Dorin TUDORAN

Pauvre phénomène individuel !

Pauvre phénomène individuel !
toi, vie qui n’est qu’à moi seulement,
te voilà :
Passée par la loupe des âges,
étudiée, fendue, filtrée,
interprétée,
filée
comme une quinte royale – «Tztztztz !»
laminée, tréfilée,
allongée
jusqu’à la sveltesse de l’éther,
amincie
jusqu’à la découverte
des molécules filiformes !

Pauvre phénomène individuel !
toi, vie qui n’est qu’à moi seulement,
te voilà :
Deux oiseaux jumeaux
te portent dans le bec,
comme une ficelle pour sécher le linge,
comme une ver doré,
comme un nerf encore vivant :
c’est à dire s’agitant !

 

Le danger de l’instant

Mon ami
le poète
seulement en apparence hirsute
il a eu cette nuit-là
un affreux cochmar:
Se faisait
qu’il se rencontrait avec lui
et ce lui-même
était très vieux
d’une blancheur comme neige dans la tête
la voix étouffée
le regard plus qu’
hésitant
ils s’arrêtaient
l’un devant l’autre
se reconnaissaient
s’embrassaient
se seraient dans les bras
(“comme autrefois,
mon amour;
comme autrefois”)
et dans ce temps-là
le poète
mon ami hirsute en apparence seulement
a senti une terrible brûlure
entre les omoplates
Se réveillant
il a ri de tout cœur
il a ri bien heureux
que tout ça ne fût qu’
n cauchmar
il a ri aux éclats
mais tout ça n’a duré qu’
un instant
car la terrible brûlure
continuait à exister
et alors
mon ami
le poète
seulement en apparence hirsute
a allumé rapidement la lumière
s’est pressé vers le miroir :
sur le tard
il a été trouvé justement là
stupéfait d’admiration
en regardant
le couteau
vibrant dans ses omoplates.

 

Seul, l’instant

Il ne me faut
justement un siècle
de solitude ;
seul, l’instant
où je peux m’imaginer
l’arrivée
de l’Oiseau Emanuelle
c’est suffisamment.

Comme une lame de rasoir
se congelant dans les dents ;
comme une mer
se levant pendant la nuit
vers le ciel ;
comme tous les autres événements
de ce livre
plein de photos iréeles.

Seul, l’instant
où l’on comprend :
« Celui qui trouve de l’enchantement
dans la solitude
il n’est qu’une idole
ou un fauve ».

Elegie à l’oiseau Emanuelle

Personne ne te pressente, Votre Eminence,
c’est comme si vos ailes n’ont plus existé ;
personne ne t’attend plus, ne t’invoque plus,
c’est comme si vous n’avez jamais passé par ici.

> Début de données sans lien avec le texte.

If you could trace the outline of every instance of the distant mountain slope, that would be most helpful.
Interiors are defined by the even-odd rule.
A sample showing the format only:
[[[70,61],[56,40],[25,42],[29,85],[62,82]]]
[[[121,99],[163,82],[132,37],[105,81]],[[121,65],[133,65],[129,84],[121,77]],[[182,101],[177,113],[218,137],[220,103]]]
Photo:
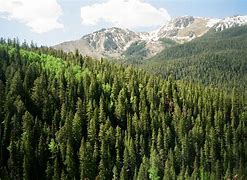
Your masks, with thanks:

Les enfants ont guéri : ils ne dressent plus des
                                arcs-en-ciel ;
le ciel a guéri : il ne reçoit plus de papiers colorés ;
le bois s’atrophie à vue d’oeil – même l’air
pende comme un rideau en lambeaux, Votre Eminence.

Les autres me demandent, comme ça, à tout hasard, que
                                       fais-je,
si je pars, si je veux quelque chose, si je reste ;
les autres n’hésitent pas, c’est à dire ils sont justement
                                    les autres –
Comment allez-vous, Votre Eminence ?
                 Qu’est-ce que vous attendez encore ?

Pendant une soirée, j’ai cru que je t’entends venir,
je suis sorti dans la cour, j’ai regardé tout autour :
on sait bien – ce n’était pas toi ; ni même de toi ne
                                   s’agissait pas.